Ce jeu de chausse-trappe fait tout le sel de Kumiko, the Treasure Hunter. D’une forme assez classique, le long métrage parle d’une héroïne sans cesse au bord de la folie, dont la foi dans un film (ce qui s’y passe est forcément vrai) devient maladive. Kumiko est socialement inadaptée. « Chacun son destin », pense t-elle, et le sien n’est certainement pas d’aller chercher les futes de son patron au pressing ou d’écouter les conversations de ses collègues sur leurs cheveux glossy ou leurs cils parfaits. Rinko Kikuchi apporte sa fragilité et plus encore son ambigüité au personnage, qui n’est pas qu’une mignonne victime kawai mais plutôt une sorte de nerd que le réalisateur n’essaie jamais vraiment de rendre charmante.

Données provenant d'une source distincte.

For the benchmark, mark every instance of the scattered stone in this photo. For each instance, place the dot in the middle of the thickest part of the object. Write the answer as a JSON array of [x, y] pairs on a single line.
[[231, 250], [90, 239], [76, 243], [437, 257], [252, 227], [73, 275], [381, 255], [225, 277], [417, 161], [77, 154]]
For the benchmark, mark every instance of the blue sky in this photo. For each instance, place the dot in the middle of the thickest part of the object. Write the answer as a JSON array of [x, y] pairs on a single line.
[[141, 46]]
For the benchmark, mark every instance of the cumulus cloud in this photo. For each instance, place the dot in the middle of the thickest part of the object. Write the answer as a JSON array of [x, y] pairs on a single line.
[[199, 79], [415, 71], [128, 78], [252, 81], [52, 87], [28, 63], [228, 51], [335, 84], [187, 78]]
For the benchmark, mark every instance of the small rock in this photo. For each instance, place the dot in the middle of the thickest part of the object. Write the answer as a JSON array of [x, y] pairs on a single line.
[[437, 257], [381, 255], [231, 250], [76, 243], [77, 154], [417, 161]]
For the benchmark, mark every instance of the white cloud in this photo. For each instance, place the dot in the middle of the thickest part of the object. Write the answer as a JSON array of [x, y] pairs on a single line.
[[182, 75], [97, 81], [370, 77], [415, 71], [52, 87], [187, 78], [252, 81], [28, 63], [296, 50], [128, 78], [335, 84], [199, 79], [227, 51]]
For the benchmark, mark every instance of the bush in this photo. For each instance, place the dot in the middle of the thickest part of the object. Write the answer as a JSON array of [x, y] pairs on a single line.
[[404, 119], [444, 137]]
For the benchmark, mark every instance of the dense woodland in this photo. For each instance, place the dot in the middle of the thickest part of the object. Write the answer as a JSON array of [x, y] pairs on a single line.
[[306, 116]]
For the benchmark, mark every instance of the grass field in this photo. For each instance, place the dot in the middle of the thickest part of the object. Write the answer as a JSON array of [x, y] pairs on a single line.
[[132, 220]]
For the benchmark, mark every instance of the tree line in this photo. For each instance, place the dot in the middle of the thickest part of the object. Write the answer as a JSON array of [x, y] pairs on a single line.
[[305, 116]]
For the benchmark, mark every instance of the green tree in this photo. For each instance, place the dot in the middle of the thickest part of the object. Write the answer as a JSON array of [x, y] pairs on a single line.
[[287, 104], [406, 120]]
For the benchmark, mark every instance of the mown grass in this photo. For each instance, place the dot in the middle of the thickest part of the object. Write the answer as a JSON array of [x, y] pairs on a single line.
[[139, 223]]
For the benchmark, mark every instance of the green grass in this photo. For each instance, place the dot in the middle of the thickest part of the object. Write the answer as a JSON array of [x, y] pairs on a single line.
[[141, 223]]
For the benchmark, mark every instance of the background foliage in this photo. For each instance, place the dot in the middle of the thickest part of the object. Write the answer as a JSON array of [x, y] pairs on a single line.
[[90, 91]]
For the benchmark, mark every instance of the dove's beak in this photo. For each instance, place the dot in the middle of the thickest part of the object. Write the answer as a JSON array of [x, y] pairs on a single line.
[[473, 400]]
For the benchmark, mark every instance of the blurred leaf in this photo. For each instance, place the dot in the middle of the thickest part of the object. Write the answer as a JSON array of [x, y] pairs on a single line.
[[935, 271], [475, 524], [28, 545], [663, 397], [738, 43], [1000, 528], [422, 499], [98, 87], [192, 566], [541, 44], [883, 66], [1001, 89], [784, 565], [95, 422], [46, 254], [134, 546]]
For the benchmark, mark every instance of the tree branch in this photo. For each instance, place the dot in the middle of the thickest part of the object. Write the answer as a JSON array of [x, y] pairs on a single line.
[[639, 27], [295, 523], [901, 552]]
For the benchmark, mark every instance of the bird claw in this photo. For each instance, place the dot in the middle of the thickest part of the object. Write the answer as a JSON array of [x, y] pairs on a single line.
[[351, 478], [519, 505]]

L’histoire de Kumiko ressemble à une légende urbaine. Un jour, une Japonaise quitte son pays pour chercher dans le Minnesota un trésor qu’elle a découvert dans un film. Il y a une certaine humilité dans la façon qu’a David Zellner de conduire son récit, mais celui-ci, par sa force, par son caractère improbable, devient un mythe. La secrétaire dépressive et terne devient l’équivalent des fascinantes dames des neiges des films de fantômes japonais. Kumiko se voit comme une conquistador des temps modernes. Ce n’est pas le seul déplacement fascinant du film, qui délocalise le western et sa ruée vers l’or dans un froid de mort, où la carte au trésor chiffonnée prend la forme d’une bande de VHS pourrie. Lorsque Kumiko cherche à déchiffrer le secret du trésor du film qu’elle regarde, on a l’impression qu’elle visionne la vidéo maudite de Ring.

Kumiko, the Treasure Hunter a ses faiblesses, notamment sa partie américaine qui ressemble à du mauvais Alexander Payne (une rencontre folklo avec une mamie sympa comme Dolly Parton, une autre assez préfabriquée avec un flic incarné par le réalisateur). Mais heureusement, comme son héroïne, le film s’échappe. Il n’est jamais meilleur que lorsqu’il se concentre sur la tempête qui souffle dans le crâne de Kumiko. Sur la tragédie d’une jeune femme qui a fait définitivement une croix sur le monde réel. Dream when you’re feeling blue dit la chanson. On n’oubliera pas ce personnage de sitôt.